Anyway the days I have errands to run I go the front route in past where my son Aaron works on Hwy 69. I often see him outside so I started honking every time I drove by, just to say hello. One short honk, one longer. That way he would know it was me. Many days I don't see him physically, but the front door is open, so I'm pretty sure he can hear me inside the building. Whether I see him or not I just want him to know that I am thinking about him. Acknowledging his existence and saying hey I know you're there! I hope it makes him feel thought of and loved and I know it makes me feel a bit of joy knowing he feels that.
As much so-called interaction there is with social media with all the tweets, posts, pics, texts, etc. it seems that more people are feeling lonely and forgotten today than in years gone by. Most of what passes as honest communication is really just an impersonal way of getting OUR lives and thoughts out there. We live in a box called a house. Climb in another box called a vehicle and go to another box called work. Then in our spare time we pick up another box, our computer or cell phone and have real, true and honest dialogue with others in our circle of friends and family. NOT! Don't get me wrong, I like going on Facebook and Pinterest and Instagram as much as the next person to see what's up and get caught up but that in no way takes care of my need for real human contact. For a face to face conversation, for a reassuring hug or just even a good hearty laugh, usually at my expense! We live in a busy time, running at a frenetic pace and wonder why we feel alone and lonely. I think what we truly miss, what we truly need is knowing that we are loved and thought of and precious to someone.
I think of when I drive past my son's work. How in the middle of whatever he is doing, he hears that special honk and gets a smile on his face. I know how I feel, hoping that I have put a smile on his face. Just a honk, but so much more.
There is someone who goes to so much more trouble than a honk to show acknowledgment and love. That someone is our God and Father. There are days that I feel alone. Even when I am in a crowd of people. It is easy to feel lost and unappreciated. It is easy to feel forgotten and alone. But then I look around me and I see those signs of a God who loves me. A God who thinks of me and cherishes me.

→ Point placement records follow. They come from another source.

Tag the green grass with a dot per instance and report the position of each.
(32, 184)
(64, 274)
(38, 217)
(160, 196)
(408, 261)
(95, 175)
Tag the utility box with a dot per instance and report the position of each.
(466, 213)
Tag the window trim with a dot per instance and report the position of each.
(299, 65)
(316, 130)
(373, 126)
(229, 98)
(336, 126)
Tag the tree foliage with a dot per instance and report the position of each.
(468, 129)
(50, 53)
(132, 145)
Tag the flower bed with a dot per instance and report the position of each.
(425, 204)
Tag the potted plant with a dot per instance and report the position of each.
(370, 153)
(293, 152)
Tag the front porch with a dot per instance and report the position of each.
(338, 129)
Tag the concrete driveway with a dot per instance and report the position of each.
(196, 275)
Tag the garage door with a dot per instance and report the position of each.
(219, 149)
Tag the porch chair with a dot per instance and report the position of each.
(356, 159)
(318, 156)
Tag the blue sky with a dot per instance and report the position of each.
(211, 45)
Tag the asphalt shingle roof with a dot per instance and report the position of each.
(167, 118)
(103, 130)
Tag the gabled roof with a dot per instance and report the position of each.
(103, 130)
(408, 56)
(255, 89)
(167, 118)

I see signs of His love everywhere. In a world filled with beauty that He created for our pleasure. Mountains, trees, animals, oceans, stars, flowers, all created by a God who loves us, not by some flatulent explosion of gas. I look at the intricacies of our bodies and see how a creative God had to have made things just so. I hear a baby's cry and think God has not forgotten us. I see the storms rolling in with our monsoon season and I hear the thunder and see the lightning and think God is powerful and on the throne. I hear the trees blowing in the wind and think God's Spirit is still moving on the earth. I think this is a God who wants to know me and who wants me to know Him. He takes delight in knowing I am looking for Him. That I am listening for His voice in this cacophony of noise we call daily life.
I go back to that honking of the horn. That show where everybody knows your name. Our basic human need to be recognized, accepted, approved of. Well, everybody may not know my name. And many days I may not feel accepted by those around me. But I do know that the One who fashioned me, who knows my very thoughts, who even numbers the hairs on my head thinks of me. He loves me. He cherishes and adores me. He calls me His own. He delights in me. Even when I cannot see Him, He makes it known that He is there. That I am not alone. That Someone knows my name, and shouts out so I can hear "Gail"!! I don't need everybody to know my name when I know that He knows my name.